The clearest case is the so-called “COVID credits” in Obamacare. These were temporary sweeteners to the Affordable Care Act’s premium tax credits, first enacted during the pandemic and extended through 2025. They did two big things. First, they eliminated the income cap, so even affluent families — for example, a family of 4 earning around $130,000 — could qualify for taxpayer subsidies. Second, they vastly increased the size of the credit, so that households between 100 and 150 percent of the poverty level pay nothing for coverage, while taxpayers cover the entire premium.

Congress does not need to act to end these credits. If legislators simply allow the current law to stand, the expansions will expire on December 31, 2025. The original Obamacare subsidies remain. That is the promise Congress made when it passed these temporary provisions.
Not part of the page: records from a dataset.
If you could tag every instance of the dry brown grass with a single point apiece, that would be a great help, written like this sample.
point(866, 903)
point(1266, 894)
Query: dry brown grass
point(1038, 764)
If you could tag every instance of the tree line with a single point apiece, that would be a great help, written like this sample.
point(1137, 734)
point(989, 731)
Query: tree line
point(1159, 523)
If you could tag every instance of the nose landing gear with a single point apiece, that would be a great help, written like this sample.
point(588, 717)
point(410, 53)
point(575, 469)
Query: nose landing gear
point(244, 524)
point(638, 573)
Yet, the case for letting these credits expire is overwhelming. These were emergency tax credits’ expansion. The emergency is over, so should the expansion be. The fiscal case only adds to the case for letting them expire on schedule. Economist Brian Blase at the Paragon Health Institute calculates that continuing the credits would cost an additional $450 billion over the next decade. That includes more than $35 billion in 2024 alone, sent to insurers on behalf of people who never paid a premium and never filed a single claim. Nearly 40 percent of enrollees in zero-premium plans in 2024 had no health-care use whatsoever. In total, 12 million exchange enrollees filed no claims in 2024, triple the number from 2019. That is not insurance. It is a taxpayer subsidy to insurance companies for phantom coverage.